In pratica dovremo avvolgere tante spire (nota la dipendenza quadratica) sopra un nucleo a bassa resistenza magnetica (riluttanza) ovvero su un materiale ferromagnetico (in pratica acciaio a contenuto di carbonio + o - alto).
Il problema che viene però a presentarsi è la non linearità delle caratteristiche magnetiche dello stesso e, di conseguenza, del valore dell'induttanza ottenuta, in particolare per il fenomeno della saturazione.
Si cerca perciò di introdurre nel circuito un fattore di linearizzazione, attraverso dei traferri, che porteranno, all'aumentare del loro spessore, effetti linearizzanti sempre più sensibili.
Nel tuo caso, l'aver introdotto un traferro di 2,6 mm, porta a poter considerare la sua riluttanza nel circuito magnetico come prevalente rispetto a quella del ferro; infatti, lontano dalla saturazione, possiamo dire che a parità di sezione trasversale, un mm di aria (o comunque di materiale non ferromagnetico), sarà paragonabile a un metro di lunghezza di ferro.
Per il nucleo postato quindi i 2,6x2=5,2 mm di traferro contro i circa 2A+B =140 + 84=224 mm (perimetro esterno delle due mezze-parti nelle quali lo possiamo scomporre tagliandolo, sull'asse di simmetria verticale, passante per i due fori di serraggio) porterà a potere considerare (almeno in prima approssimazione) la riluttanza del traferro come principale per la stima dell'induttanza

naturalmente il circuito magnetico a mantello, presentando due rami in parallelo, avrà un Rtot=R/2 !

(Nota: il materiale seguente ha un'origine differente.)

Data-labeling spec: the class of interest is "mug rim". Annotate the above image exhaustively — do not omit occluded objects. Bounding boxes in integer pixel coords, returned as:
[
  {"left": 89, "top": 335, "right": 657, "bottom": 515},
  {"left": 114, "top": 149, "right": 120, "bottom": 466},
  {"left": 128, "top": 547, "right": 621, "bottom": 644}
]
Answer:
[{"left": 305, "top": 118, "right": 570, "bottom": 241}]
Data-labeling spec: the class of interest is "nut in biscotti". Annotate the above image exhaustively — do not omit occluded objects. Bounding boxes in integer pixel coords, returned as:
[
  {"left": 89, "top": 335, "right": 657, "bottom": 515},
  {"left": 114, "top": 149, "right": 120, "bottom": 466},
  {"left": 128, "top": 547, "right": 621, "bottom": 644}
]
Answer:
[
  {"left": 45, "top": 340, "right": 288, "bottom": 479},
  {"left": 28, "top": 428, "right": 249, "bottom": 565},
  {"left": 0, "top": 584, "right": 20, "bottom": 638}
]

Ora passiamo a considerare l'avvolgimento per stimare il numero di spire possibili attorno alla colonna centrale nella finestra di sezione Sf=(A-C)*D ; qui il discorso deve prevedere un cartoccio (che dipende dalla tensione di isolamento), supponiamo in materiale plastico, e di alcuni mm di spessore ... diciamo che Sf=(A-C-4)*(D-4) e quindi non resta che calcolare il numero di spire avvolgibili in questo spazio stimando un coefficiente di riempimento 0,94 (dipede da come avvolgi .. bobinatrice ? ecc.), D-4=10 ... 10*0.94=9 ... 9,4/1,85 =5 strati
Il diametro del filo 1,85mm ... numero spire per strato A-C-4=70-28-4=38 ... 38/1,85=20
A spanne insomma, 5*20=100 spire ... poi i calcoli li rifarai tu, magari cercando su un manuale un coeff. di stipamento più adatto eccetera OK ?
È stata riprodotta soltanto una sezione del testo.